Advertisement

Saving for the Future Means Learning to Invest in It Now

Share

This is a great time for people to learn what it means to be an investor.

Sure, it may not seem so. The stock market is jumping up and down like an irregular heartbeat just when $110 billion worth of certificates of deposit are coming due, forcing a lot of people to think about reinvesting.

It’s a tough call. Banks and money market funds are now paying only 3.5% and will reduce even that following the Federal Reserve’s action to lower rates last week. But the stock market’s fibrillations show that a move into mutual funds is no guarantee of calm waters.

So now is the time to become an investor. Prepare to find out more about the many ways available to do what you need to do, which is earn a return that keeps you ahead of inflation and taxes to build a nest egg for retirement.

Advertisement

It’s not something you can be casual about. Fidelity Investments, the mutual fund firm, calculates that you’ll need more than 60% of your present income to live in retirement. Social Security will provide 40% of that amount--so there’s a gap to be filled from other sources including earnings on savings.

That’s the challenge.

But investing is not a grim exercise, like beetling over your income taxes. It’s a game more like bridge than poker--skill counts as much as luck. “An investment operation is one which, upon thorough analysis, promises safety of principal and an adequate return,” wrote Benjamin Graham, in “The Intelligent Investor,” an old but still valuable book.

Investing involves hope, a peculiarly human emotion, and faith that America will work out a bright future--and these days that the whole world will work one out as well.

That sounds like high-flown rhetoric but it’s not. Unless you have a confident perspective you’ll be battered by the passing winds. The problem of the many CD-holders who are angry about low interest rates this month is that they don’t see the big picture. Interest rates are down because inflation is low. Despite monthly fluctuations, inflation is now about 2.5% on an annual basis. And that’s good for business and investors, allowing real returns to be made without excessive risk.

Indeed the U.S. stock market, after suffering reflected pain from Tokyo, rebounded strongly last week just because investors see a low-inflation recovery developing.

To invest well “you think of how the world works, and how the business you invest in works,” in the words of Charles T. Munger, the partner of Warren Buffett in some of the most successful investments of the last several decades.

Advertisement

Munger and Buffett invest on a different plane from small savers, but the principles they follow contain lessons for all.

They assess a company’s long-term prospects and the quality of its management, and then try to buy at a sensible price. Three years ago they decided that in a world of rising living standards, global brand names would gain value. So they invested $1 billion in Coca-Cola--for a stake that is now worth $3.7 billion.

But they don’t sell the businesses they buy into--they’re owners for the long-term. And they buy very little: In 35 years they have made fewer than 20 major investments--jewels are rare, after all. And even then Munger and Buffett have made mistakes--notably with a stake in now-troubled Salomon Bros.

Other major investors buy and hold for decades, too, achieving gains as companies grow with the U.S. economy. But while patience is good policy for small savers, few can afford a decades-long perspective--they might need money just when an otherwise good company hits a dry patch.

The lesson is that investing in individual stocks is risky. “If you have less than $500,000 to invest, you’re better off with mutual funds,” says one investment professional. True enough, but picking a good fund is often as hard as finding a good stock. The best rankings are published annually in Forbes Magazine, which grades stock funds over three rising and falling markets. Over the 1980s, the composite of all stock funds ranked by Forbes returned 12% annually, but in the latest year that average return has fallen to 6%.

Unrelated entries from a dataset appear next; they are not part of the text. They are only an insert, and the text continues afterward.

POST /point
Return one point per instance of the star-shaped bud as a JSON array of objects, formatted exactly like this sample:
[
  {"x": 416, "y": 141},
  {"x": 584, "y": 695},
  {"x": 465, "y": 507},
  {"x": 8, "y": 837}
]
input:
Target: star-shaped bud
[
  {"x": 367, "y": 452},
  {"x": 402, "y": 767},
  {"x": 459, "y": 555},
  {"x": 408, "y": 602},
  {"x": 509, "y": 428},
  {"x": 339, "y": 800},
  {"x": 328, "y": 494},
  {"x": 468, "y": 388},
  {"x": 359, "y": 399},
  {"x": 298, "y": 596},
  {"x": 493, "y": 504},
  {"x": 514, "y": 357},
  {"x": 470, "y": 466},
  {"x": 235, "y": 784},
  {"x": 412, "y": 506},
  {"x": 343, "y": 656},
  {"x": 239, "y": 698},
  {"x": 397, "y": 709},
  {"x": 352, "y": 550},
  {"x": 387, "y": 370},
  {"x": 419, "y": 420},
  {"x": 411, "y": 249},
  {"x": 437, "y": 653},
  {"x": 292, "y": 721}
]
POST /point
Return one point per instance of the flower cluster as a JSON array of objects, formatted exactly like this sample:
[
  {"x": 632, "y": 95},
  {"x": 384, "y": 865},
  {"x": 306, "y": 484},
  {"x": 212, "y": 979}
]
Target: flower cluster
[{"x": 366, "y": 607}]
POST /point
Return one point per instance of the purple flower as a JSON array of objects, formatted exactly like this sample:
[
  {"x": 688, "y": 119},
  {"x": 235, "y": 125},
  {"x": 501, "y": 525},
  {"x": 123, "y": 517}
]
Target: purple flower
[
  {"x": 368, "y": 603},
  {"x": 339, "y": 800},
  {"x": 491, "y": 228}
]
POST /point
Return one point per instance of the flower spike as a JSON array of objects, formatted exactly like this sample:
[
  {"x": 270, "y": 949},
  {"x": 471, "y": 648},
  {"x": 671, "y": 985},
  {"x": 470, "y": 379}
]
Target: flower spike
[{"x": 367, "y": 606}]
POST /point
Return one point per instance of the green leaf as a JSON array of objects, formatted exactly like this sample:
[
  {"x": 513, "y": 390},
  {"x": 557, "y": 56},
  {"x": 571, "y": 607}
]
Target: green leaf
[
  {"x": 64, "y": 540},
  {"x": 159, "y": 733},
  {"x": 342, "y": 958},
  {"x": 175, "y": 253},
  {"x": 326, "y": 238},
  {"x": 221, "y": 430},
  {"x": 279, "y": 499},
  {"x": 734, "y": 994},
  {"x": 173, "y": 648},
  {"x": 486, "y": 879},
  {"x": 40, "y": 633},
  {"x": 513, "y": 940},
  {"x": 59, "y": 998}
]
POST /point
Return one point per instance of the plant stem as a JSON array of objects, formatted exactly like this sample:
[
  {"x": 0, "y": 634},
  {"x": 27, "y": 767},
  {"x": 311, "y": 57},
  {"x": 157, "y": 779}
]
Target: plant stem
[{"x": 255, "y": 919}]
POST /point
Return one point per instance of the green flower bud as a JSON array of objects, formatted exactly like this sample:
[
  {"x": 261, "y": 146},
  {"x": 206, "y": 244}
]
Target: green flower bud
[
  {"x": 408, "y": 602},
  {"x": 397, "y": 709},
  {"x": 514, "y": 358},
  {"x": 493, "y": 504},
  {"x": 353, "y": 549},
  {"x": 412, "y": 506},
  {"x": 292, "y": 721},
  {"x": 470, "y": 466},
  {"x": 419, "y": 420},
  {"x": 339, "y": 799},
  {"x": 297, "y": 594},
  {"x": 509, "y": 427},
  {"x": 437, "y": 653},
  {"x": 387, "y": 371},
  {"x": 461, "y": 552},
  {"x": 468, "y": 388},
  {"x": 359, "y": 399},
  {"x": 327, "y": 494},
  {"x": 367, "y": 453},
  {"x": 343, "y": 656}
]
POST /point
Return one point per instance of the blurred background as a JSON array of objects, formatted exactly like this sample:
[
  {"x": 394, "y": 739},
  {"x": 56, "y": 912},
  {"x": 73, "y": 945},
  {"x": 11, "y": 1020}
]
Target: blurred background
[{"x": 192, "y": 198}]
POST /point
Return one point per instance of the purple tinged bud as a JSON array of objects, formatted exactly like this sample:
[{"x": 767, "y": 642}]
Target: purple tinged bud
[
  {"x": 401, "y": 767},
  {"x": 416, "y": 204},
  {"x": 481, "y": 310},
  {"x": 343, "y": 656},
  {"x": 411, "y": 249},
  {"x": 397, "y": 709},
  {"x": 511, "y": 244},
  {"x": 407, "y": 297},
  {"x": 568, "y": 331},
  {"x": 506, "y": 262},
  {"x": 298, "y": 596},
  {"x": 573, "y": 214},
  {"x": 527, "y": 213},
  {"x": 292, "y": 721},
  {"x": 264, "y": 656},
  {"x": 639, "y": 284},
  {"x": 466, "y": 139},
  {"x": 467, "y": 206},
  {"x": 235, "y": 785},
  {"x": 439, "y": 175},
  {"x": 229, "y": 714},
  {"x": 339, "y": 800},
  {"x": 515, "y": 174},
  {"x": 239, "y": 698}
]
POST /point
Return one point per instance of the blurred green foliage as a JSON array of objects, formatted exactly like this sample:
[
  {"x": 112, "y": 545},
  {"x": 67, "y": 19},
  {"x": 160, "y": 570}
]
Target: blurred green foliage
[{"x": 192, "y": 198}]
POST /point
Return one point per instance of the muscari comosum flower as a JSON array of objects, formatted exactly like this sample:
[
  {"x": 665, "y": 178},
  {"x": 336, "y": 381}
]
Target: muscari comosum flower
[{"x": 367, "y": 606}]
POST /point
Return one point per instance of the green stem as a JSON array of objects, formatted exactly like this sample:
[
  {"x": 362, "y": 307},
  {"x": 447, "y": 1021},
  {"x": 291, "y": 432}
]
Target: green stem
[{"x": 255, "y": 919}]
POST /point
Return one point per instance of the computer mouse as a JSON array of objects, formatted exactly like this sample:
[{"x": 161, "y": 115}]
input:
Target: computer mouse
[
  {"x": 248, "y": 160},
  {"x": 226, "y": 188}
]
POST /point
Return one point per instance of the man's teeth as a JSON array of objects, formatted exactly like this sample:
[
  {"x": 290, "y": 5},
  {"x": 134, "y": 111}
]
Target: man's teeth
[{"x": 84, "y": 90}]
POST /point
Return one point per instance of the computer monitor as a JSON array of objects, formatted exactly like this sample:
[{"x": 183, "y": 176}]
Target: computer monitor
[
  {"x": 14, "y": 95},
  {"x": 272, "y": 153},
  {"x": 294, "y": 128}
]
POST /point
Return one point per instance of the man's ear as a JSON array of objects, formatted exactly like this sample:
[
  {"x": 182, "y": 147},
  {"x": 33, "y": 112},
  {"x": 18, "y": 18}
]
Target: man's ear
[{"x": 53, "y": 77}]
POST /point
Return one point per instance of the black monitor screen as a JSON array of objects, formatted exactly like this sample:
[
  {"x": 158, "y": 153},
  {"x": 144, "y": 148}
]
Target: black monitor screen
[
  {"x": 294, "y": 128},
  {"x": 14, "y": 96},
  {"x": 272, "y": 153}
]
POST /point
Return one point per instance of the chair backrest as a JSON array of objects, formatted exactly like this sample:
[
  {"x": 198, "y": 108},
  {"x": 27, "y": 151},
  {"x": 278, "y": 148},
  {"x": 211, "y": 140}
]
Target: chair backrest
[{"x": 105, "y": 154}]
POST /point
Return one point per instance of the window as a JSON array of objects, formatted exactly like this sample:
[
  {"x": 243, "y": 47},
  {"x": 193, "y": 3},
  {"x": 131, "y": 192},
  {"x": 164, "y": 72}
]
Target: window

To be sure, you can preserve capital at 6%--and you can do so with even greater safety in a 10-year Treasury bond at 7%.

Advertisement

But most small investors want more than that static return--if they can get it with safety. “And I agree with them,” says Michael Tennenbaum, managing director of Bear Stearns in Los Angeles, who suggests that electric utilities offer one way to have a relatively safe dividend with a chance for growth.

Utilities are regarded as safer than other industrial companies because they earn a steady profit as regulated local monopolies supplying an essential commodity. So they can pay dividends--and also offer the possibility of a rise in the stock.

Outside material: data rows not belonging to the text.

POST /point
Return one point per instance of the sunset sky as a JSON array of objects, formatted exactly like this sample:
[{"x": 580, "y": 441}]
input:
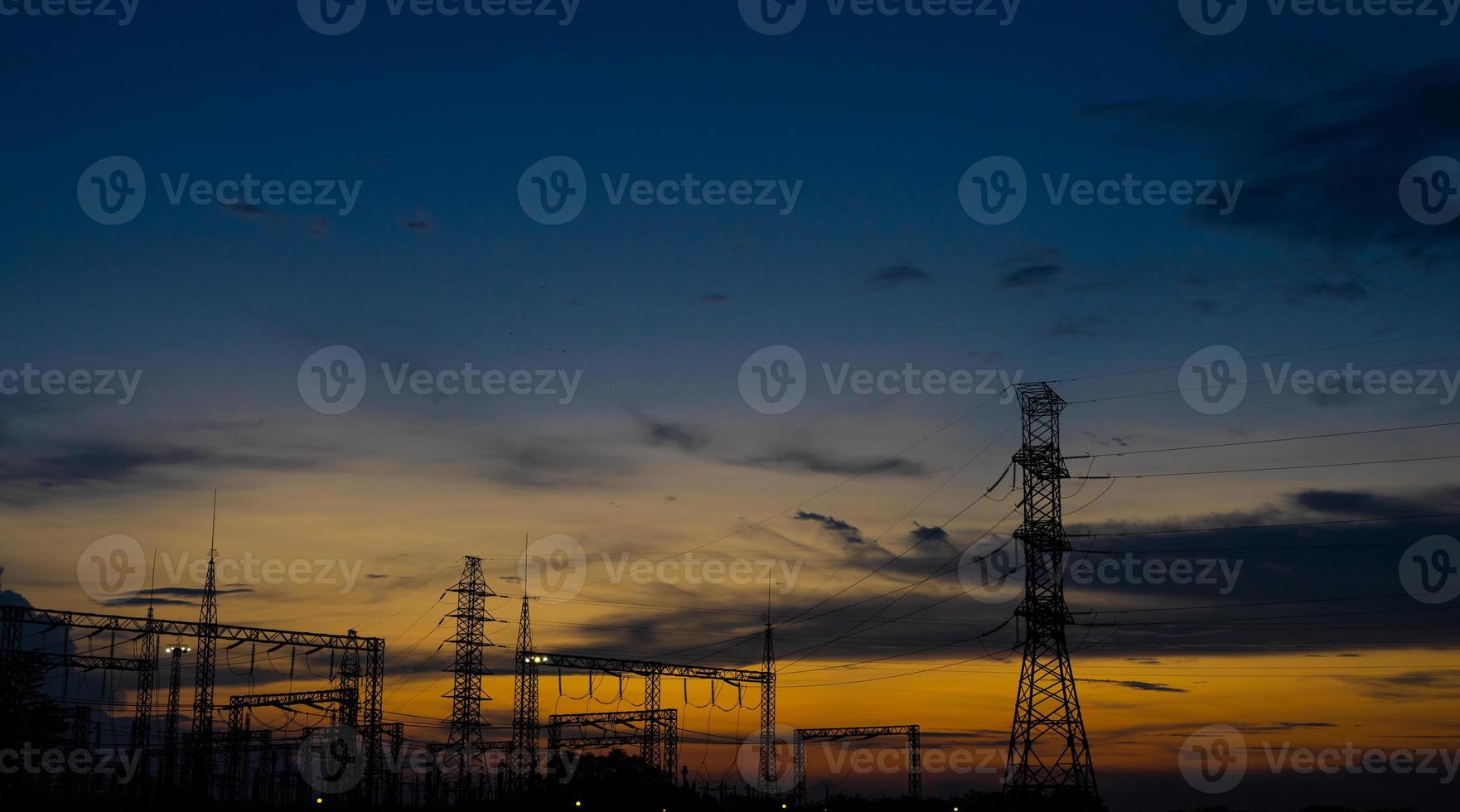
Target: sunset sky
[{"x": 653, "y": 310}]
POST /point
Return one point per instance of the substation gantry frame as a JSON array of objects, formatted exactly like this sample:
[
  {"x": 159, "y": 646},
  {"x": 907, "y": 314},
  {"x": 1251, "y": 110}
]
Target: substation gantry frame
[
  {"x": 655, "y": 732},
  {"x": 368, "y": 649},
  {"x": 653, "y": 672},
  {"x": 803, "y": 735}
]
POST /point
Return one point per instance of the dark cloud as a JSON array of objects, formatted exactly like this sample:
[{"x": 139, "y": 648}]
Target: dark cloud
[
  {"x": 254, "y": 212},
  {"x": 1323, "y": 168},
  {"x": 897, "y": 277},
  {"x": 925, "y": 534},
  {"x": 1362, "y": 504},
  {"x": 818, "y": 462},
  {"x": 680, "y": 436},
  {"x": 46, "y": 471},
  {"x": 848, "y": 532},
  {"x": 1348, "y": 291},
  {"x": 552, "y": 463},
  {"x": 1031, "y": 275},
  {"x": 1082, "y": 326}
]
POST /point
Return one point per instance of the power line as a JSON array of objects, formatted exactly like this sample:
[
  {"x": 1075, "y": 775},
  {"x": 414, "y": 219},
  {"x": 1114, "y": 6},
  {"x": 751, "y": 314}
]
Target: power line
[
  {"x": 1272, "y": 467},
  {"x": 1262, "y": 442}
]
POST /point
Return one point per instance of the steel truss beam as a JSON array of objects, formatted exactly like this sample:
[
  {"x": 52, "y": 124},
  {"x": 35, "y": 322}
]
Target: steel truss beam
[
  {"x": 12, "y": 620},
  {"x": 803, "y": 735}
]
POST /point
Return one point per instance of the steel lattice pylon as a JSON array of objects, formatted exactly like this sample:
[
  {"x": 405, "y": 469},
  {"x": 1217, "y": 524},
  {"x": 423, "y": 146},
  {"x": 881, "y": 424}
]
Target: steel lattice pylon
[
  {"x": 467, "y": 669},
  {"x": 770, "y": 781},
  {"x": 1048, "y": 754},
  {"x": 170, "y": 720},
  {"x": 202, "y": 754},
  {"x": 523, "y": 754},
  {"x": 142, "y": 722}
]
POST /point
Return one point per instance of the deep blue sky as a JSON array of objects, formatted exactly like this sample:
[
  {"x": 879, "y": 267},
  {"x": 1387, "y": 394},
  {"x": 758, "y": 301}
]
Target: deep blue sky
[{"x": 877, "y": 266}]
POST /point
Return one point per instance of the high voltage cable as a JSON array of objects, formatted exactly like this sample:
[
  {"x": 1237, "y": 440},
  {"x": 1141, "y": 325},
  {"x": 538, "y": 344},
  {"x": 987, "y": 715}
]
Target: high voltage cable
[
  {"x": 1270, "y": 467},
  {"x": 1262, "y": 442},
  {"x": 1262, "y": 526}
]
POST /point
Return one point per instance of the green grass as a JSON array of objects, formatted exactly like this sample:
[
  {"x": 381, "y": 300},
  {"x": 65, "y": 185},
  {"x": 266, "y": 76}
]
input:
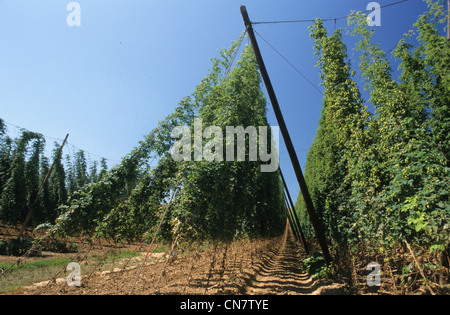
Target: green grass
[{"x": 27, "y": 273}]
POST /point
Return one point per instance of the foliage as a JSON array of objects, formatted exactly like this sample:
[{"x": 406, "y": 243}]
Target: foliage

When they’re good they’re very good. The stock of North Carolina’s Duke Power, for example, has risen 13% a year for the last decade as its dividend has risen 5% a year, for a very fancy total return.

But even utilities can screw it up. Unwise diversification has driven Tucson Electric to near bankruptcy. Its stock has fallen from a peak of $60 a share in 1988 to $6.75 today, and it hasn’t paid a dividend in three years.

Pacific Enterprises, the Los Angeles-based natural gas utility, made similar diversification blunders, and so has hurt shareholders by stopping the dividend.

“It’s important to judge the management, the regulatory climate and the financial fundamentals of each company individually,” says Edward Tirello, senior utility analyst at the Smith Barney investment firm.

Advertisement

That is, if you’re going to invest for a livable retirement, it’s important to do your homework.